Mercury Has A Very Large Solid Inner Core

Mercury as seen by MESSENGER during its second flyby. NASA / JHUAPL / CIW / color mosaic by Jason Perry

Mercury might be the smallest planet in the Solar System but its mysteries are as big as any other planet's. A particularly intriguing one is to do with its disproportionally large metallic core, which occupies 85 percent of its volume.

The latest analysis suggests that its inner core is solid just like Earth’s. What's more, despite the fact that Mercury is so small, its inner core might be almost as big as our planet's. As reported in Geophysical Research Letters, the team estimates that the inner core's radius is 30 to 70 percent that of the outer (and molten) core.  

“Mercury’s interior is still active, due to the molten core that powers the planet’s weak magnetic field, relative to Earth’s,” lead author Antonio Genova, an assistant professor at the Sapienza University of Rome, said in a statement. “Mercury’s interior has cooled more rapidly than our planet’s. Mercury may help us predict how Earth’s magnetic field will change as the core cools.”

The study is based on observations collected by NASA’s MESSENGER probe, which studied Mercury for over four years, from March 2011 to April 2015. The spacecraft recorded both the gravity of the planet and its spin in precise detail. This allowed researchers to gain insights into the planet's interior.

An illustration of Mercury’s interior based on new research that shows the planet has a solid inner core. Antonio Genova

Mercury spins on its axis much more slowly than the other planets, completing a full rotation every 58 days. This rotation is not perfect. Similar to the spinning eggs experiment, the interior of the planet influences its overall rotation. Observations from Earth in 2007 suggested that the planet’s core was molten, but scientists couldn’t work out if there was a solid part within the molten core.

MESSENGER brought us new spin observations and was also able to produce detailed gravity maps of the planet.
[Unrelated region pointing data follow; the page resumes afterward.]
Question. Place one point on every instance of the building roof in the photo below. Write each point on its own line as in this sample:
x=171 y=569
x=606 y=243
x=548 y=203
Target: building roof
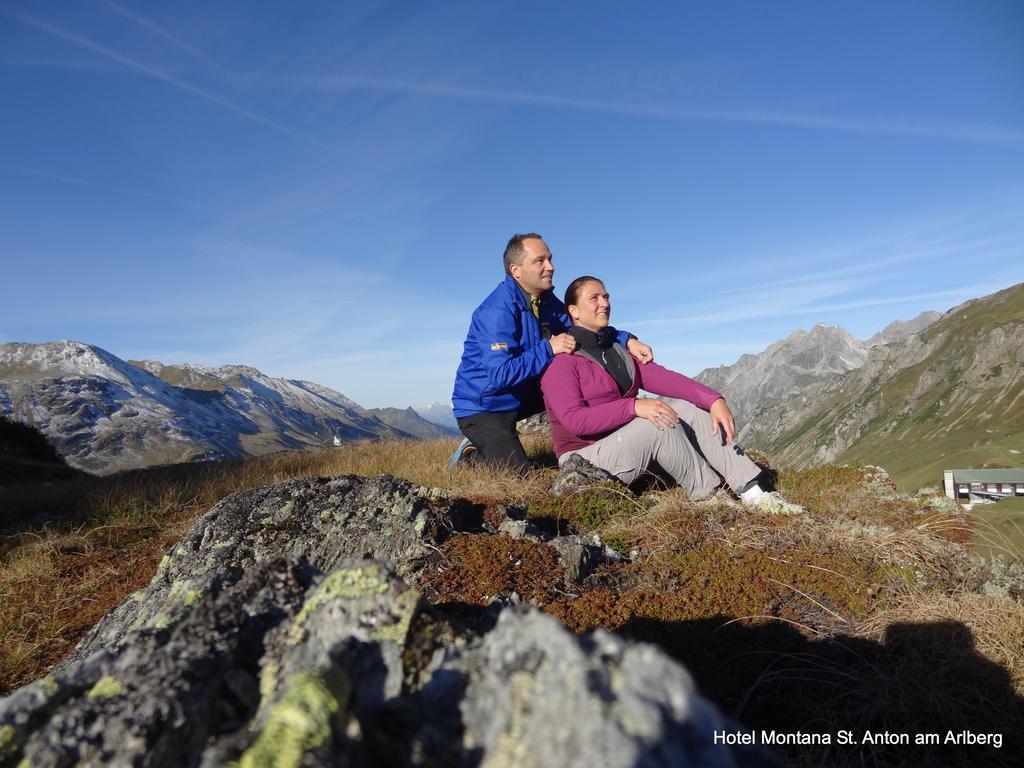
x=988 y=475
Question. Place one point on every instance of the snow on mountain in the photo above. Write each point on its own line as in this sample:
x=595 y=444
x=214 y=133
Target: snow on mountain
x=104 y=414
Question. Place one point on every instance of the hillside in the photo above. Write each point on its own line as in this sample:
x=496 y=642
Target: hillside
x=107 y=415
x=27 y=457
x=951 y=395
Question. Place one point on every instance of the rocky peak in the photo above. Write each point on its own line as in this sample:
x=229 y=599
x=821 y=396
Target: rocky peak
x=899 y=330
x=757 y=382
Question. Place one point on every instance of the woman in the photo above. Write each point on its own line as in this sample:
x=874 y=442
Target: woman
x=591 y=397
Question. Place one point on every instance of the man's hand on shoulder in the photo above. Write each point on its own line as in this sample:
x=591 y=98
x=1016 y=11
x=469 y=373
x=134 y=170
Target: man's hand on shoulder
x=562 y=344
x=640 y=350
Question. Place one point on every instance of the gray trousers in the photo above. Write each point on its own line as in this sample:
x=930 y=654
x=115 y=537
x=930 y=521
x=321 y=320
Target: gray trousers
x=688 y=452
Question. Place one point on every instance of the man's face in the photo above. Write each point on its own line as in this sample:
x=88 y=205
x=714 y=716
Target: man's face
x=535 y=270
x=593 y=308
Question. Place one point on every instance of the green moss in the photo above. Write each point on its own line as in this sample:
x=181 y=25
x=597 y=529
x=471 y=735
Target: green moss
x=589 y=511
x=404 y=606
x=8 y=742
x=268 y=679
x=107 y=687
x=358 y=582
x=301 y=721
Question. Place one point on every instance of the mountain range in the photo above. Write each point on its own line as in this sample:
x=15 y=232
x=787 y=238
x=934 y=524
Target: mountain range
x=105 y=415
x=930 y=394
x=936 y=392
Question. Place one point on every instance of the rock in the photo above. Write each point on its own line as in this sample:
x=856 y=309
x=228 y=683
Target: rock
x=322 y=519
x=164 y=693
x=536 y=424
x=285 y=666
x=262 y=641
x=578 y=557
x=532 y=694
x=577 y=475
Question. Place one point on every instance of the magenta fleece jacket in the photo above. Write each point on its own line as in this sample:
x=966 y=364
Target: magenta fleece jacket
x=584 y=403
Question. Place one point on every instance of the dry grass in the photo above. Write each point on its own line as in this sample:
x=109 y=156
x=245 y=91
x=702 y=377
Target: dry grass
x=82 y=547
x=720 y=587
x=996 y=624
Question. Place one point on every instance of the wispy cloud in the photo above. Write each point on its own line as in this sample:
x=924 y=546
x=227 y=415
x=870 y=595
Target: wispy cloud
x=976 y=132
x=160 y=75
x=68 y=179
x=161 y=32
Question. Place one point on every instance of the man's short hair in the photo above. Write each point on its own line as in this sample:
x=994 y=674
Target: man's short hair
x=514 y=250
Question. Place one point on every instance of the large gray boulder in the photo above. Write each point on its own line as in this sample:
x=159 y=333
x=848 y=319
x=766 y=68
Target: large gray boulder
x=324 y=520
x=286 y=666
x=282 y=632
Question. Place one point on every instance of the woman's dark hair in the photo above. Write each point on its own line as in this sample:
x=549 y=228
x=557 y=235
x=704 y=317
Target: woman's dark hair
x=574 y=286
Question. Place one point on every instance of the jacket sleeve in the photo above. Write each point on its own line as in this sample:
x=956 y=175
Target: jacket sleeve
x=504 y=357
x=659 y=380
x=563 y=396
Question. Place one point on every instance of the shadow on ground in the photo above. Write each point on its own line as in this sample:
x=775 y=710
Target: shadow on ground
x=921 y=679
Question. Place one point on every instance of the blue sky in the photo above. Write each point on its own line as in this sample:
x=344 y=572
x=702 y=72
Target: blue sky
x=324 y=189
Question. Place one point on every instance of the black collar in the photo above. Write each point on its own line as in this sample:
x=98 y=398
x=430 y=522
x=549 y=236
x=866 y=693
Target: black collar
x=590 y=340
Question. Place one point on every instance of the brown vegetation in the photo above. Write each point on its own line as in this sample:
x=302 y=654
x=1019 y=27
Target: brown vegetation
x=854 y=602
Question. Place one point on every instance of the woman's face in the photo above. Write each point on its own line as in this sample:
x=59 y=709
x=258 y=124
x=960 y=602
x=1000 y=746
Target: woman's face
x=593 y=309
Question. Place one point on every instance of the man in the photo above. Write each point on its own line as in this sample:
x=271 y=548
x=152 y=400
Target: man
x=513 y=335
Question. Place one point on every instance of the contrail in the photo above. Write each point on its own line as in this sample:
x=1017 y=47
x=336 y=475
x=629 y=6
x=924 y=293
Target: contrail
x=160 y=75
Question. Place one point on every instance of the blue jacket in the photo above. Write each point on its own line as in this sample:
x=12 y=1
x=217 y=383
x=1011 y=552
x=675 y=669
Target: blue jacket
x=506 y=350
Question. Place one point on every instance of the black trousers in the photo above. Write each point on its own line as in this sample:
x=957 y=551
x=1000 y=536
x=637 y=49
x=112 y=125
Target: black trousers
x=496 y=438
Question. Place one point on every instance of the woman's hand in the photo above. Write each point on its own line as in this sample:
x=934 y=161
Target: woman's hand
x=640 y=350
x=657 y=413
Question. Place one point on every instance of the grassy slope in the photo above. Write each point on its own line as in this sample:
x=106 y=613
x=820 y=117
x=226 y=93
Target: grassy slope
x=864 y=605
x=966 y=419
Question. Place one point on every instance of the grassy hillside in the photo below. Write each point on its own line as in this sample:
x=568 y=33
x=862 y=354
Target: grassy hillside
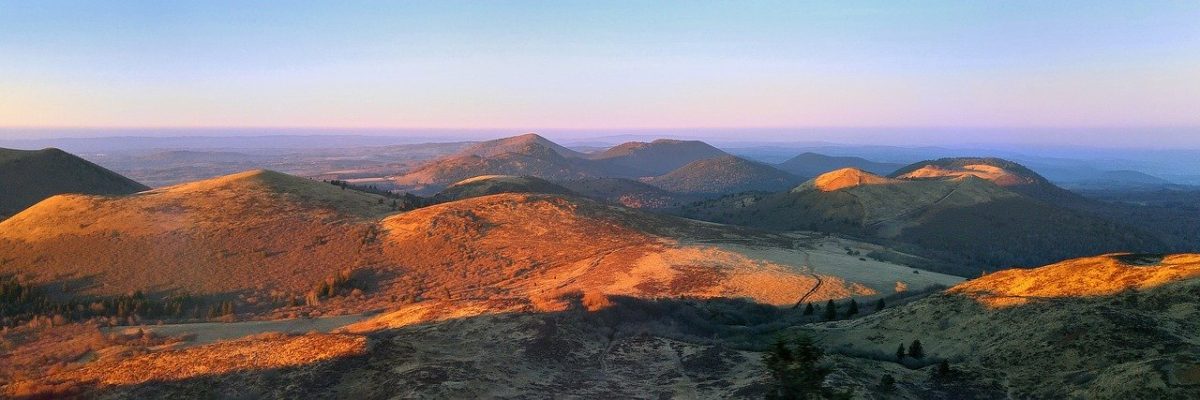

It flew about 200 kilometers (120 miles) from the surface, halving this distance in its final 12 months. The final low-altitude orbits provided excellent gravity measurements that made this study possible.

The researchers loaded the data into a computer program. By adjusting parameters, they were able to match the observations to the best model for the planet. And the best scenario sees Mercury with a large metallic inner core. Understanding this planet tells us more about Earth given the similarities between the cores, but it might also shed light on what is happening in planets around other stars.

“Every new bit of information about our Solar System helps us understand the larger universe,” Genova added.

The research highlights the importance of sending probes to investigate planets up close. The team thinks many more discoveries remain hidden in the extensive MESSENGER data.